Renée DiResta writes:

Late last month, Elon Musk launched Grokipedia, an AI-generated encyclopedia with 855,279 articles, no human editors, and no way for users to request improvements beyond a suggestion box addressed to its eponymous chatbot author. The tech entrepreneur is eager, he has said, to “purge out the propaganda” that he argues afflicts Wikipedia, the venerable user-generated reference source. But some Grokipedia articles are near replicas of Wikipedia entries. Other articles in the new source seem conspicuously sanitized: The article about the U.S. government’s now-defunct foreign-aid agency fails to mention Musk, who boasted about his role in “feeding USAID into the wood chipper.”

The articles on Grokipedia are produced by Grok, Musk’s AI model, and they are roughly what you’d expect from replacing a dedicated community of human volunteer creators and editors with a chatbot. It confuses large-scale information retrieval for knowledge, and automation for neutrality. Yet Musk’s AI encyclopedia is also part of something broader: an escalating campaign to discredit Wikipedia and reshape what counts as a reliable source of basic information in the age of AI. Whatever the potential flaws of a crowdsourced reference site, many users often find Wikipedia more convenient, comprehensive, and reliable than any alternative. In a typical month, more than a billion people consult it. Over the past decade, Wikipedia has also become essential information infrastructure. It shapes what AI systems learn and what chatbots say. It’s used to provide context for YouTube videos, and influences what AI-powered answer engines present as truth. Control what Wikipedia considers reliable, and you control what machines—and then people—learn about the world.

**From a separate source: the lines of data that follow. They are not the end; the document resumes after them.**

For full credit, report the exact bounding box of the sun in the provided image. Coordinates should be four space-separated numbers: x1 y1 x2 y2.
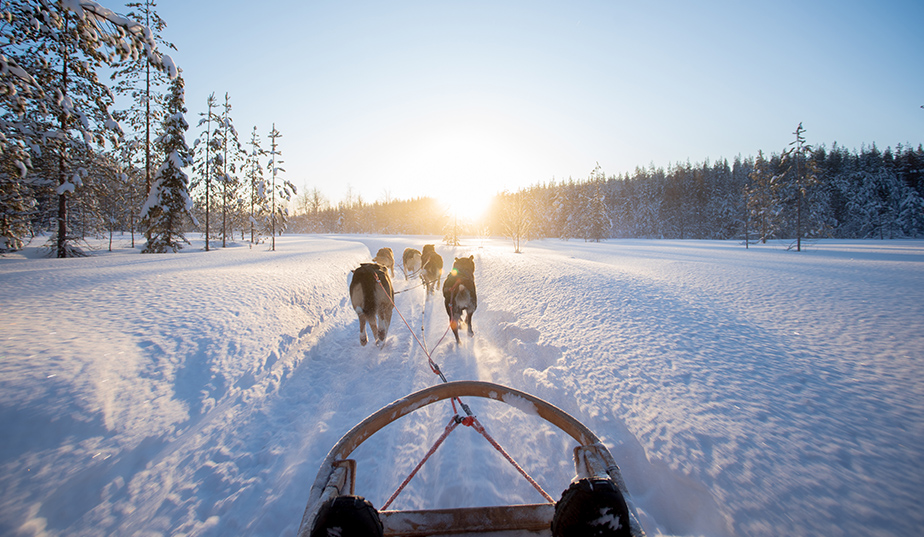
437 189 494 222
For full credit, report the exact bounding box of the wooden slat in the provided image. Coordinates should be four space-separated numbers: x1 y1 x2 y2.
379 503 555 537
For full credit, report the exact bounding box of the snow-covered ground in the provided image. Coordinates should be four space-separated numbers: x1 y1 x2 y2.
0 236 924 537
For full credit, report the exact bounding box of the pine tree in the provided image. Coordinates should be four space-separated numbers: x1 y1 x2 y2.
111 0 176 196
192 93 223 252
499 192 531 253
0 0 174 257
267 123 296 251
244 126 268 244
141 70 197 253
774 123 818 252
220 93 244 248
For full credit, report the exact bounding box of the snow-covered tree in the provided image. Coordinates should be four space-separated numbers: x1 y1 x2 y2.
497 192 531 253
141 70 197 253
111 0 176 196
219 93 244 247
192 93 223 252
773 123 818 252
0 0 175 257
267 123 297 251
244 125 268 244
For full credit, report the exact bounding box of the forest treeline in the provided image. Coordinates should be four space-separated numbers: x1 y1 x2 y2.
290 138 924 247
0 0 924 257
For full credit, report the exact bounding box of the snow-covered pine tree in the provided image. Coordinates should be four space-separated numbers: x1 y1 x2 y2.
220 92 244 248
141 70 198 253
191 93 222 252
267 123 297 252
582 163 613 242
244 125 268 244
499 192 531 253
773 122 819 252
110 0 176 197
0 0 174 257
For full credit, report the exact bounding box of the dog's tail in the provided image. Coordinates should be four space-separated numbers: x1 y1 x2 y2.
356 270 375 315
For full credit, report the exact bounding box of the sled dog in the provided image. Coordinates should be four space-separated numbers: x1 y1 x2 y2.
401 248 421 280
350 263 395 346
443 255 478 344
372 246 395 278
420 244 443 295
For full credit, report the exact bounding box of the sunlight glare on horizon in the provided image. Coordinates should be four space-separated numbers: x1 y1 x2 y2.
357 110 555 220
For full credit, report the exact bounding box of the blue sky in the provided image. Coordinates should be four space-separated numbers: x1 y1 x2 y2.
153 0 924 211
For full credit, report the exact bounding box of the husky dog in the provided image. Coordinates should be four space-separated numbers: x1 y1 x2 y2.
420 244 443 295
443 255 478 344
350 263 395 346
372 246 395 278
401 248 421 280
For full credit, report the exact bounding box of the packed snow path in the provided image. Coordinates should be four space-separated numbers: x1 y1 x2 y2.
0 236 924 536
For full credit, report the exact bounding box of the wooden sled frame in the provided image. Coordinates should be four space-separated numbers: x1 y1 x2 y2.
298 381 645 537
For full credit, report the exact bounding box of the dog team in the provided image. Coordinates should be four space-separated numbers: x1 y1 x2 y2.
350 244 478 346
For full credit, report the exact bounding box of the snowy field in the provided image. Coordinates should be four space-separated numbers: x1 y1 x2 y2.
0 236 924 537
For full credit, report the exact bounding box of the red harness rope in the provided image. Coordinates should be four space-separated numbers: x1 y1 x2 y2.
375 274 555 504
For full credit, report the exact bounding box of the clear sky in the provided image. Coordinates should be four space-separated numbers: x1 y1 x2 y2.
153 0 924 216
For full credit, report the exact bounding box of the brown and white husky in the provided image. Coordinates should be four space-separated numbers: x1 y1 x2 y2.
350 263 395 346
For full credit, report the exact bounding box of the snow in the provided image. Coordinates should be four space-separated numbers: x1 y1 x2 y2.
0 235 924 536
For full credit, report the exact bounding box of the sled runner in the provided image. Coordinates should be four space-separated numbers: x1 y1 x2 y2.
298 381 645 537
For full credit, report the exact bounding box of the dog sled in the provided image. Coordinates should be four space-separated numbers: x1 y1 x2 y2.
298 381 645 537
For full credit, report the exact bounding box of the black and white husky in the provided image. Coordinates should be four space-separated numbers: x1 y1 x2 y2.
443 255 478 343
350 263 395 345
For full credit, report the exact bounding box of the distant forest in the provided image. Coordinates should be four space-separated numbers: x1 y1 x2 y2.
0 0 924 257
289 143 924 241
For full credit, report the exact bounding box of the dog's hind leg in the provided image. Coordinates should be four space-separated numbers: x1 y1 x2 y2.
359 313 369 347
377 308 392 345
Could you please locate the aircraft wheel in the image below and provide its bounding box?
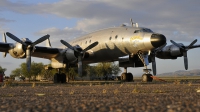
[142,74,153,82]
[60,73,66,83]
[121,73,127,81]
[126,73,133,81]
[53,73,60,83]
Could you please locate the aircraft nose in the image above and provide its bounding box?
[151,34,166,48]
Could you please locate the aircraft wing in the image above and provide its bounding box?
[32,46,62,59]
[0,42,10,52]
[0,42,62,59]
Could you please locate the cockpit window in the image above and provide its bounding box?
[134,28,153,33]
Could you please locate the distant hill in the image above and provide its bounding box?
[158,69,200,76]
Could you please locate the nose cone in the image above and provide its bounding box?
[151,34,166,48]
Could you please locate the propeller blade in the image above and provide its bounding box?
[6,32,27,46]
[3,33,7,43]
[187,39,197,49]
[78,55,82,76]
[183,51,188,70]
[3,33,7,58]
[26,47,31,71]
[170,40,184,49]
[60,40,74,50]
[83,42,99,52]
[151,55,156,75]
[31,34,50,46]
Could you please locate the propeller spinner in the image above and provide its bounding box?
[6,32,50,71]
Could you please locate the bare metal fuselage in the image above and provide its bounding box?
[71,27,154,63]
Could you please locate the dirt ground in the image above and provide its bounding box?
[0,82,200,112]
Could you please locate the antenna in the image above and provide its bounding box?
[130,18,134,27]
[130,18,139,28]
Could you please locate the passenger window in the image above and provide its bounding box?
[134,30,140,33]
[115,35,118,39]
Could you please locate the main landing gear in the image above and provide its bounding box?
[53,69,66,83]
[142,69,153,82]
[121,67,133,82]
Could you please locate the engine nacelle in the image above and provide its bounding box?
[156,44,183,59]
[51,59,66,68]
[65,48,77,63]
[8,43,26,58]
[119,55,144,68]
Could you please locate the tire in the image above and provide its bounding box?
[126,73,133,82]
[142,74,153,82]
[60,73,66,83]
[142,74,148,82]
[53,73,60,83]
[121,73,127,81]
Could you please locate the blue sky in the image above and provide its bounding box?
[0,0,200,75]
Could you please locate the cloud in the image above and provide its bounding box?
[0,0,200,41]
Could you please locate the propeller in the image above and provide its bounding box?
[60,40,98,76]
[150,43,167,75]
[6,32,50,71]
[3,33,7,58]
[170,39,197,70]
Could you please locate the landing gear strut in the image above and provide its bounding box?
[142,69,153,82]
[137,51,153,82]
[121,67,133,82]
[53,69,66,83]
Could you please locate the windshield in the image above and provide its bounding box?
[134,28,153,33]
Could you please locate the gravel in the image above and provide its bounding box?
[0,83,200,112]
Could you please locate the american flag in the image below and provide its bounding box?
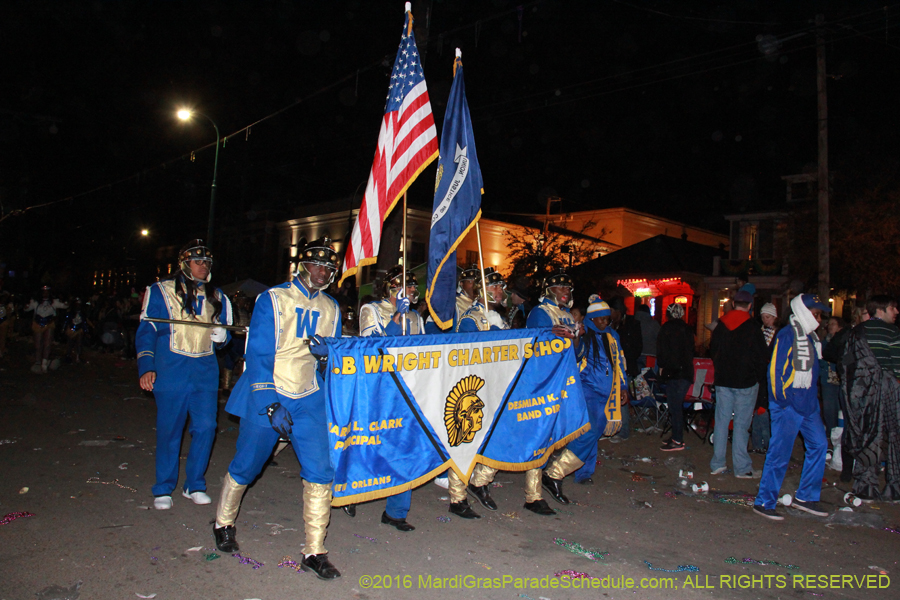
[341,2,438,281]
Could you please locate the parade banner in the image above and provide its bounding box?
[325,329,590,506]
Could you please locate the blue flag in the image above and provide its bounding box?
[325,328,591,506]
[425,49,484,329]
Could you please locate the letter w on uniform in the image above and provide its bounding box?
[295,306,319,338]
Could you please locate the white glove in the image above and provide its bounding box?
[487,310,509,329]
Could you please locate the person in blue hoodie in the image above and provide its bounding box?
[753,294,828,521]
[135,240,231,510]
[543,295,628,504]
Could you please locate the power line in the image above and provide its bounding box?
[7,0,900,223]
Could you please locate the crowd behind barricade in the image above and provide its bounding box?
[0,247,900,579]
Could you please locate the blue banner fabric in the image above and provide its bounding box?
[425,51,483,329]
[325,329,590,506]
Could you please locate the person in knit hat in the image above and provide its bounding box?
[750,302,778,454]
[752,294,828,521]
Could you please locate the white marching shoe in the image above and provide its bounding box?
[181,490,212,504]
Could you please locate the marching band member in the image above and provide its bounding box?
[135,240,231,510]
[213,237,341,579]
[24,285,69,374]
[542,295,627,504]
[342,265,425,531]
[425,265,481,490]
[525,271,585,515]
[425,265,481,336]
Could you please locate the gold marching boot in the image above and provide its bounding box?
[525,469,556,517]
[468,463,497,510]
[213,473,247,553]
[300,479,341,579]
[541,448,584,504]
[447,469,481,519]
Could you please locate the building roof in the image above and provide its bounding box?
[572,235,728,277]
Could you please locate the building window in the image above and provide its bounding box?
[741,223,759,260]
[463,250,478,268]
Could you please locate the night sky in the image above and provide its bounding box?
[0,0,900,288]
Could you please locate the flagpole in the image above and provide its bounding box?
[475,221,488,313]
[400,192,412,335]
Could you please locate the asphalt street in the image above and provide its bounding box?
[0,340,900,600]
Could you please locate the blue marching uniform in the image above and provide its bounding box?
[225,276,341,490]
[359,300,425,521]
[525,297,585,360]
[755,323,828,509]
[456,300,502,333]
[567,319,626,481]
[135,277,231,496]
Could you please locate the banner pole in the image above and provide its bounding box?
[400,192,412,335]
[475,221,488,304]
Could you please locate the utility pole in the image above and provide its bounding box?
[544,196,562,237]
[816,15,831,306]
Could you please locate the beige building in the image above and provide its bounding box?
[278,205,728,286]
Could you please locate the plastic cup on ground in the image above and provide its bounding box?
[844,492,862,507]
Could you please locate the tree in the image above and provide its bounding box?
[831,187,900,295]
[505,221,608,282]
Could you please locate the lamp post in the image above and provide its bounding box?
[178,108,221,247]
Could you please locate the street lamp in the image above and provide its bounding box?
[178,108,221,247]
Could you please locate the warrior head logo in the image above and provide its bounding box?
[444,375,484,446]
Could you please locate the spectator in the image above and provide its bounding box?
[750,302,778,454]
[648,304,694,452]
[634,304,660,372]
[819,316,853,483]
[609,296,644,442]
[841,296,900,502]
[25,285,69,374]
[63,298,90,363]
[709,292,766,479]
[752,294,828,521]
[819,316,849,439]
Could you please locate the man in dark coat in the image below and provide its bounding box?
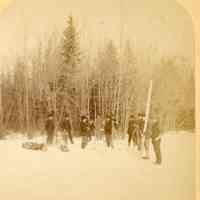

This is why Republicans in Congress have recently begun sending letters that accuse the nonprofit Wikimedia Foundation, which operates the encyclopedia, of ideological bias and demand the names of certain volunteer arbitrators who help address factual disagreements. It’s also why some of the most powerful people in the world are demanding “reforms” to Wikipedia—or launching their own copycats. [Continue reading…]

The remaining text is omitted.